The `features` column contains all the numeric **independent variables** in `DenseVector` representation. The next step is to build our final dataset containing only `features` and **dependent variable**.

In [15]:
final_df = output.select(['features', 'crew'])
final_df.show(n = 5, truncate=False, vertical=True)

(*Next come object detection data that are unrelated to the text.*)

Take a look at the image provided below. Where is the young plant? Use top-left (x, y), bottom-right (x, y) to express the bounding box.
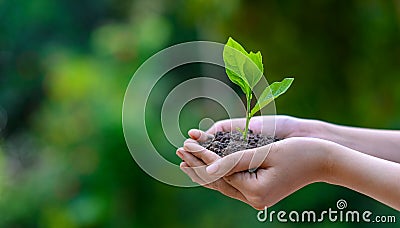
top-left (223, 37), bottom-right (294, 140)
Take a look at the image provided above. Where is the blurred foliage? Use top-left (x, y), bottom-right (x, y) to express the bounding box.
top-left (0, 0), bottom-right (400, 227)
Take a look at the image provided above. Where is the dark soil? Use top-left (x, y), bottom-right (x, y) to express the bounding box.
top-left (200, 130), bottom-right (279, 157)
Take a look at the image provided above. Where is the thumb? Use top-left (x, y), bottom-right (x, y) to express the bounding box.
top-left (206, 144), bottom-right (273, 177)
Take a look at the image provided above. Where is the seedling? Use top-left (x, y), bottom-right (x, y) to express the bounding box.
top-left (223, 37), bottom-right (294, 140)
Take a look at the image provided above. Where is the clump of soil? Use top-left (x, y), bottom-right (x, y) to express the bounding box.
top-left (200, 130), bottom-right (279, 157)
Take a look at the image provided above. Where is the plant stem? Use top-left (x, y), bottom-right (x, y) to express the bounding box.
top-left (243, 93), bottom-right (252, 141)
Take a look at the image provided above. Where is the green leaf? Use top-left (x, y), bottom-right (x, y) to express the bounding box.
top-left (223, 37), bottom-right (264, 92)
top-left (223, 38), bottom-right (251, 95)
top-left (243, 58), bottom-right (263, 89)
top-left (225, 68), bottom-right (249, 94)
top-left (250, 78), bottom-right (294, 116)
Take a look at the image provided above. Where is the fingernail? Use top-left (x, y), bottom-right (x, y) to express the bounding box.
top-left (188, 129), bottom-right (201, 139)
top-left (176, 150), bottom-right (183, 160)
top-left (184, 143), bottom-right (204, 152)
top-left (206, 163), bottom-right (219, 174)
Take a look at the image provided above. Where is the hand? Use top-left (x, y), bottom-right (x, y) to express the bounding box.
top-left (181, 132), bottom-right (334, 209)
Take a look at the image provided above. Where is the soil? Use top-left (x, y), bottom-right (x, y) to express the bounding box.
top-left (200, 130), bottom-right (279, 157)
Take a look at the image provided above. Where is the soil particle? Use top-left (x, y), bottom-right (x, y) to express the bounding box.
top-left (200, 130), bottom-right (279, 157)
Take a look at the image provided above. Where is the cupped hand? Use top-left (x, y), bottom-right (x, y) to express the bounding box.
top-left (180, 132), bottom-right (334, 209)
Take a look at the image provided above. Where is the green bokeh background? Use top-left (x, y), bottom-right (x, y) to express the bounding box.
top-left (0, 0), bottom-right (400, 227)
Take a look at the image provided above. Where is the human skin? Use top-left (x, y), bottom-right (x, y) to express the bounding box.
top-left (177, 116), bottom-right (400, 210)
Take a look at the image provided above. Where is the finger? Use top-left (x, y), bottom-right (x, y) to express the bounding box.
top-left (206, 144), bottom-right (274, 177)
top-left (223, 169), bottom-right (275, 201)
top-left (188, 129), bottom-right (214, 142)
top-left (178, 148), bottom-right (219, 184)
top-left (179, 162), bottom-right (206, 186)
top-left (183, 141), bottom-right (221, 165)
top-left (180, 162), bottom-right (249, 204)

-RECORD 0-----------------------------------------------------------
 features | [5.94,32.0,6.0,3.55,30.276999999999997,42.64,6.94,16.0] 
 crew     | 3.55                                                    
-RECORD 1-----------------------------------------------------------
 features | [5.94,46.0,6.0,3.55,30.276999999999997,42.64,6.94,16.0] 
 crew     | 3.55                                                    
-RECORD 2-----------------------------------------------------------
 features | [7.22,134.0,26.0,7.43,47.262,31.8,14.86,1.0]            
 crew     | 6.7                                                     
-RECORD 3-----------------------------------------------------------
 features | [9.53,78.0,11.0,14.88,110.0,36.99,29.74,1.0]            
 crew     | 19.1                                                    
-RECORD 4-----------------------------------------------------------
 features | [8.92,36.0,17.0,13.21,101.353,38.36,26.42,1.0]          
 crew     | 10.0                  

### Train-Test Split

In [16]:
train, test = final_df.randomSplit([0.75, 0.25])
train.describe().show()
test.describe().show()

+-------+------------------+
|summary|              crew|
+-------+------------------+
|  count|               117|
|   mean| 7.718632478632479|
| stddev|3.3463940721584815|
|    min|              0.59|
|    max|              13.6|
+-------+------------------+

+-------+------------------+
|summary|              crew|
+-------+------------------+
|  count|                41|
|   mean| 8.009756097560976|
| stddev|3.9544326317468586|
|    min|              0.59|
|    max|              21.0|
+-------+------------------+



### Fit the model on the training data

In [17]:
lr = LinearRegression(labelCol='crew')
lr_model = lr.fit(train)

### Evaluate the model on the testing data

In [18]:
eval_results = lr_model.evaluate(test)
eval_results.residuals.show()

+--------------------+
|           residuals|
+--------------------+
| 0.40799862966573974|
|-0.01683710237391...|
|-0.28242513892663323|
| 0.17819088776259528|
| -1.1231155209062678|
| -0.2626515886317424|
|  0.5056704680439683|
| 0.20295223393832895|
|-0.20932167757645193|
| -0.1960801408600501|
| -0.2529811089349874|
| -1.1741491571023408|
| -0.4924854858555996|
| -0.8287568100385494|
|-0.48053199193710494|
|  0.6565729701602869|
|-0.49101431798548134|
| -0.6319717525705517|
|  0.6800326949235149|
|  0.7063075106945469|
+--------------------+
only showing top 20 rows



### Evaluation Metrics

In [19]:
print("RMSE ::", round(eval_results.rootMeanSquaredError, 4))
print("R2 ::", round(eval_results.r2, 4))

RMSE :: 1.2873
R2 :: 0.8914


In [20]:
final_df.describe().show()

+-------+-----------------+
|summary|             crew|
+-------+-----------------+
|  count|              158|
|   mean|7.794177215189873|
| stddev|3.503486564627034|
|    min|             0.59|
|    max|             21.0|
+-------+-----------------+



We have fit a linear regression model to our training data and upon testing have seen an `r-squared` of $0.8914$ and a `RMSE` of $1.2873$, considering that the `mean(crew)` is $7.8$ our RMSE, indicates that the model is fairly accurate.